Dérapages dans la gestion d’un projet, la faute à qui ?

La faute à tout le monde ? Vous êtes en prise de poste, avec la difficulté d’être légitime. Les équipes sont éparpillées à distance, et seulement affectées à temps partiel sur vos projets. Et puis, les prestas ont un contrat peu impliquant. Et encore, le sponsor du projet n’est pas vraiment supportif. Le payeur ne déclenche pas les paiements. Les opérationnels métier sont insuffisamment mobilisés.

J’en oublie certainement ! Ah, et vous-même, Manager d’une équipe opérationnelle ou Directeur d’une Entité, vous avez aussi d’autres activités à gérer, surtout en période de prise de fonction. Et vous commencez à flippe devant la montagne de problèmes humains à gérer pour ce projet qui est évidemment clé pour l’Entreprise… Les problèmes techniques suffiraient !

Pourtant, derrière chaque problème technique, il y a de l’humain. Et comme votre rémunération variable dépend un peu de la réussite du projet, ben, faut y aller ! Mais où ? Comment manager chaque personne clé ? Individuellement et collectivement … ?

1- Les Communications et les relations dans la gestion de projet

Dans un projet, tout participant est clé, bien sûr. Vous allez commenter par identifier les 2 extrémités du spectre : les supporters et les opposants.

Vous allez les rencontrer individuellement, car cela nourrit leur besoin humain de reconnaissance, pour remercier et encourager les uns, et pour tenter de rallier les autres.

Les supporters

Autrement dit les « champions du changement », les supporters sont à mobiliser un peu plus. En leur demandant explicitement de se faire votre relai et d’entraîner d’autres personnes, en fonction de leur affinité avec d’autres collègues. Ils vont faire du buzz positif, avec leur style. Leur capacité d’influence est liée un style un peu différent du vôtre, ce qui convient mieux à d’autres, normal.

Par ces relais, vous démultipliez votre impact, et au passage, vous vous allégez votre pression. La réussite d’un projet est avant tout collective ! Cela vaut aussi pour la communication. Votre rôle est, comme tout Manager, de mobiliser et d’impliquer, pas de tout faire vous-même. Même si vous communiquez vous-même au départ sur le projet et ses objectifs.

Les résistants

C’est humain, vous allez en trouver. Toujours pour de bonnes raisons, leurs raisons ! Donc, vous allez les rencontrer individuellement, en prenant du temps, en pratiquant particulièrement l’écoute réceptive d’un entretien de mobilisation.

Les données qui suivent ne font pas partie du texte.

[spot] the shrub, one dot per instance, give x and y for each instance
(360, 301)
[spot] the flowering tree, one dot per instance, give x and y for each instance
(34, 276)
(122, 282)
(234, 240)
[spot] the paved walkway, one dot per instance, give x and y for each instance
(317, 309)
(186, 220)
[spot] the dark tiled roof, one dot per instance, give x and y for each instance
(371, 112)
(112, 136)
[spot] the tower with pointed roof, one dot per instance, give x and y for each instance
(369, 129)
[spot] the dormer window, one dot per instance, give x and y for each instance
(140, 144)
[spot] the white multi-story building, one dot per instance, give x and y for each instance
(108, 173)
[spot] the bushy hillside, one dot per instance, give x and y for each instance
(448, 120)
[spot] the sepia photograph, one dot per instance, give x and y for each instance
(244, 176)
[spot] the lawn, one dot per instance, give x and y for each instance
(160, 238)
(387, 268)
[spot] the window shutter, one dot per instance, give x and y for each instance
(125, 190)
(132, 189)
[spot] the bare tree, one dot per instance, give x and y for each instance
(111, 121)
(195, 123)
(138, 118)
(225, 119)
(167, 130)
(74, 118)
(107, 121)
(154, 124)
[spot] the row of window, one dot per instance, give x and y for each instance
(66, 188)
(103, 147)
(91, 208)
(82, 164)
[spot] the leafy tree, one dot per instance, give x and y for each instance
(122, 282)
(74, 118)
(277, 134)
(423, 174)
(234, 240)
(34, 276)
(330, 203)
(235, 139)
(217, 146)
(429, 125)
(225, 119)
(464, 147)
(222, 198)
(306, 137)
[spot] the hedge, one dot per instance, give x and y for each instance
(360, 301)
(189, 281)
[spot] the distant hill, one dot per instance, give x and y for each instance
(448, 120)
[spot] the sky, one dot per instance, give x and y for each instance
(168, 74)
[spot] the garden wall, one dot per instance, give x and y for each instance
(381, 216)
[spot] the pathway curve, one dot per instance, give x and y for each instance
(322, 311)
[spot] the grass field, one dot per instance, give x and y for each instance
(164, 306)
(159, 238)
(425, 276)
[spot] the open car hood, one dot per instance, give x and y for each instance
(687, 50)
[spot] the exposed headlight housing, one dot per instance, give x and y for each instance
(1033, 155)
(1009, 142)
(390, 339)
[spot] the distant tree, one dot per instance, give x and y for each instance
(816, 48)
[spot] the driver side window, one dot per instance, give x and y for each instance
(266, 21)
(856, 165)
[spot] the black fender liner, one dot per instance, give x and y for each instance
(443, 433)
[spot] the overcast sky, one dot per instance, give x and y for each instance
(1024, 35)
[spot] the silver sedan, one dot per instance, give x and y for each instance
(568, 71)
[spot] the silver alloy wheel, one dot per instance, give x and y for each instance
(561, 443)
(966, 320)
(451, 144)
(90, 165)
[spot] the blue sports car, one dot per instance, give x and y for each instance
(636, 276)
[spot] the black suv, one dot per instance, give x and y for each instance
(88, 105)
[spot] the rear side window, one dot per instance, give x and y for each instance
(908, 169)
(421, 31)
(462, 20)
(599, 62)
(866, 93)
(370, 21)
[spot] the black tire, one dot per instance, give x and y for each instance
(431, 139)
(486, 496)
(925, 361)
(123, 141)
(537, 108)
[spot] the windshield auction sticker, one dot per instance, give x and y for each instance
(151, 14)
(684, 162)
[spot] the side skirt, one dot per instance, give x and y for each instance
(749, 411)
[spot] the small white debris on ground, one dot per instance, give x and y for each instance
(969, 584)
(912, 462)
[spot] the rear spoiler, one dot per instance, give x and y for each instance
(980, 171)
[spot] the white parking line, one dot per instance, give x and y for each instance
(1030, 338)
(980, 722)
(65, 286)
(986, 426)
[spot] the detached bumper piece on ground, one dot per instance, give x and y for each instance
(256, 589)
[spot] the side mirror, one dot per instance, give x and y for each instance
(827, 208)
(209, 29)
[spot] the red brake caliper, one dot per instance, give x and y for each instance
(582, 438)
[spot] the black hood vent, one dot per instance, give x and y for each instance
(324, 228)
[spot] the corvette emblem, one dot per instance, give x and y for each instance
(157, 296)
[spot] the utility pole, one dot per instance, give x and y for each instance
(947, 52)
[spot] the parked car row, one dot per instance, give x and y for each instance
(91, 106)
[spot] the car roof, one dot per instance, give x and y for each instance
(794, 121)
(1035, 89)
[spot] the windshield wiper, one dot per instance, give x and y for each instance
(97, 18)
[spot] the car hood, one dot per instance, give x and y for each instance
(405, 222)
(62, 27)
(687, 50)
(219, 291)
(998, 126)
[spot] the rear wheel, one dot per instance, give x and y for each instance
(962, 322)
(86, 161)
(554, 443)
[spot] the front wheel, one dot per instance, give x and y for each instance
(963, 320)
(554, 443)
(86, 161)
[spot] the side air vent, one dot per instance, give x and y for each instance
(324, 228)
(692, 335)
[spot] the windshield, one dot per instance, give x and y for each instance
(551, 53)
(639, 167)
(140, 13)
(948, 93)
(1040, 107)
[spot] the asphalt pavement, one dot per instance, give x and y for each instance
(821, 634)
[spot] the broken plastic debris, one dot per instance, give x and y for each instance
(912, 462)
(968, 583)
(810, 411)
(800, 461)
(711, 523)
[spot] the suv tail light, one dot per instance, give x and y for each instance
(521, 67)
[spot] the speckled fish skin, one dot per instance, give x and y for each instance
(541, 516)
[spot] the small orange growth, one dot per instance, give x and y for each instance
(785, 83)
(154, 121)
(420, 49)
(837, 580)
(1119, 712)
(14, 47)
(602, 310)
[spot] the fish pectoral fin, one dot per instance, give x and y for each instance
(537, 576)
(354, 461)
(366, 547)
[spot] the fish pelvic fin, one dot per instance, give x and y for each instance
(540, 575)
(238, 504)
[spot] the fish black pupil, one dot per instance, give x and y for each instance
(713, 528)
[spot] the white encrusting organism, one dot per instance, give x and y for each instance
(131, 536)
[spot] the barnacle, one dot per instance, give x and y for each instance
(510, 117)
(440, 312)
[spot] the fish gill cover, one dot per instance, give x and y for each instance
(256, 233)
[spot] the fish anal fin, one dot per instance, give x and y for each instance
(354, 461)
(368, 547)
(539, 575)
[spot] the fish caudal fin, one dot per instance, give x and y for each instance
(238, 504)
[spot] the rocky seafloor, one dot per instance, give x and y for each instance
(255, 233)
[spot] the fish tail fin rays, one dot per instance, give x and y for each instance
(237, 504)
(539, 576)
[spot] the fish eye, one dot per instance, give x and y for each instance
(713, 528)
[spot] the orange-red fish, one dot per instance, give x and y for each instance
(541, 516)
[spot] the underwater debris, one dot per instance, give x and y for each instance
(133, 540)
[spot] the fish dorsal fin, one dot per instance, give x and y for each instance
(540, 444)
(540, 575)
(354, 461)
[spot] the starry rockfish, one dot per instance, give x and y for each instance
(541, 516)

En les écoutant réceptivement, ils reçoivent déjà de la reconnaissance, ce qui est humainement essentiel. De plus, ils peuvent avoir de bonnes objections, à transformer en bonnes idées à prendre en compte pour faciliter le projet. A terme, ils peuvent aussi basculer dans le camp des supporteurs.

Logiquement, si vous avez bien fait le tour des personnes clés, les autres participants du projet devraient suivre d’une façon ou d’une autre. Toutefois, restez vigilant, en vous assurant que chaque personne monte activement à bord, c’est votre enjeu !

Internes et prestas

Pas vraiment de différence : vous devez mobiliser les uns et les autres avec la même attention et les reconnaître avec la même sincérité. Evidemment, vous avez un levier supplémentaire de recours avec le Manager des prestataires pour les mobiliser et en avoir de compétents.

Donc, vous accueillez chacun avec le même enthousiasme et vous êtes le Manager d’une seule équipe dont vous veillez à la cohésion par des réunions et du festif (café-croissants, a minima).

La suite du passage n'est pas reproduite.